Final products of hydrolysis of CMC by the recombinant cellulases were determined by high performance anion exchange chromatography (HPAEC) on a Dionex ICS5000 system equipped with a pulsed amperometric detector and a CarboPac PA200 column (Dionex). The column was equilibrated with 100 mM NaOH and elution was performed at a column temperature of 30 °C using a linear gradient of 0.02–0.5 M NaOH at a flow rate of 0.45 ml/min in 25 min. The enzyme assay mixtures (10 μl) were withdrawn after 1 h of incubation and used for HPAEC analysis.

Structure modeling

The peptide sequences of cel7482 and cel3623 were submitted to the automated comparative protein modeling server SwissModel [2830] (http://swissmodel.expasy.org/) to build up the 3D structures using the crystal structure of a family 5 endoglucanase (PDB: 1ceo) [31] as modeling template. The 3D structure of cel36 was generated using the crystal structure of endo-1,4-β-glucanase from Bacillus subtilis 168 (PDB: 3pzt) [32] as modeling template. CLUSTALW software was used to align the peptide sequences (http://www.ebi.ac.uk/Tools/msa/clustalw2/). 3D figures were created with PyMOL (http://www.pymol.org/).

Construction of recombinant B. subtilis 168 for secretory expression of cel7482

The nucleotide sequence encoding the twin-arginine signal peptide of B. subtilis YwbN [33] and codon-optimized cel7482 was chemically synthesized by BGI Inc., Beijing, China.

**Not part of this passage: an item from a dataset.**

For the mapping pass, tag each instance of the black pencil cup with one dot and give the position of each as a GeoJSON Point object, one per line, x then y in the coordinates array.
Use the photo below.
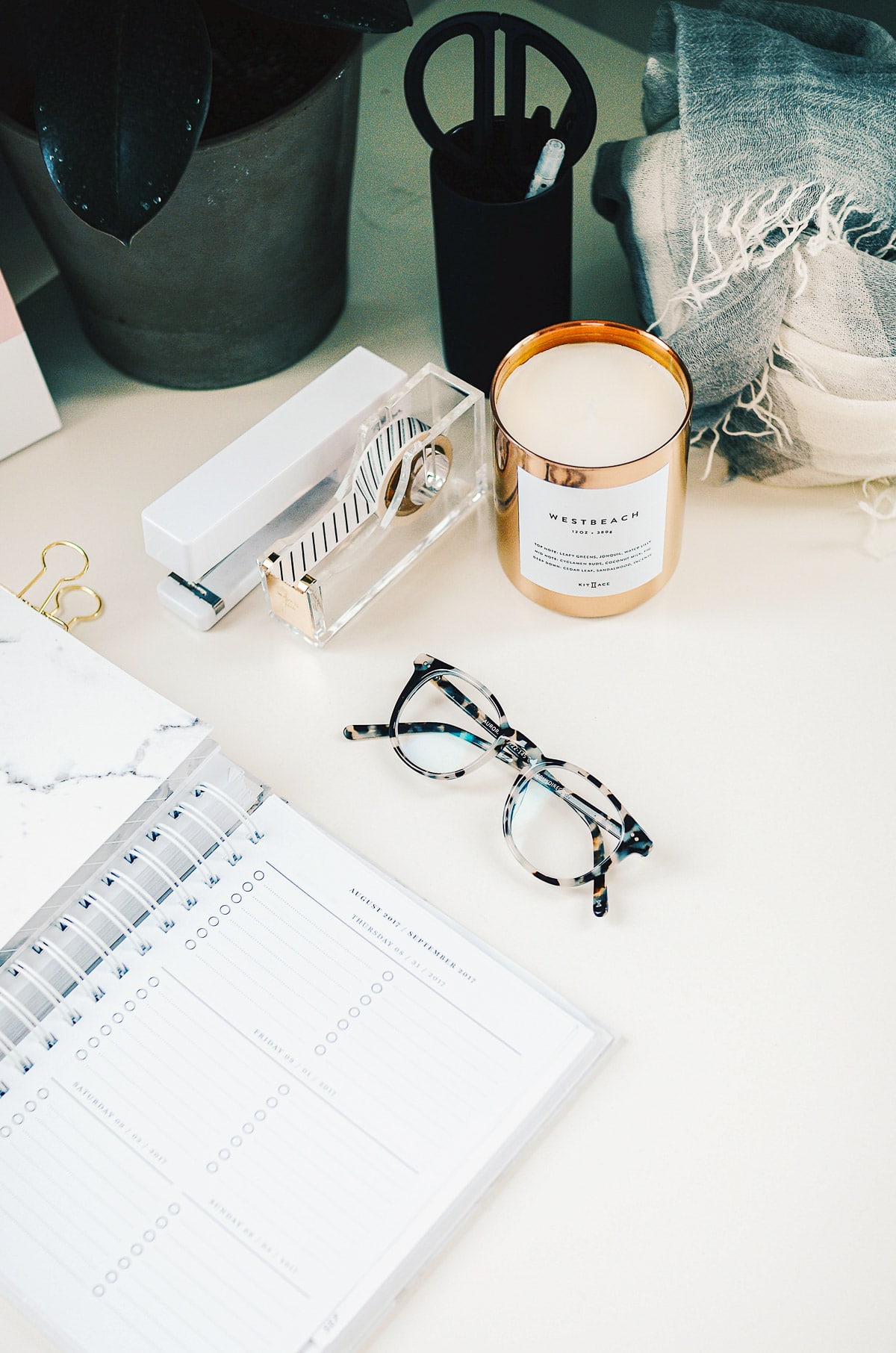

The synthetic sequence was digested with KpnI and SphI and subcloned into similarly digested pWH1520, an E. coli-B. subtilis shuttle vector, to create the secretory expression vector, pWYC7. Transformation of plasmid into B. subtilis 168 was carried out using the high-osmolarity electroporation method [34]. When B. subtilis cultures reached an OD600 of 0.6, 0.5 % xylose was added to induce expression of YwbN-cel7482 fusion protein. After induction for 24 h at 37 °C, cells and culture supernatant were separated by centrifugation and used for cellulase activity assays.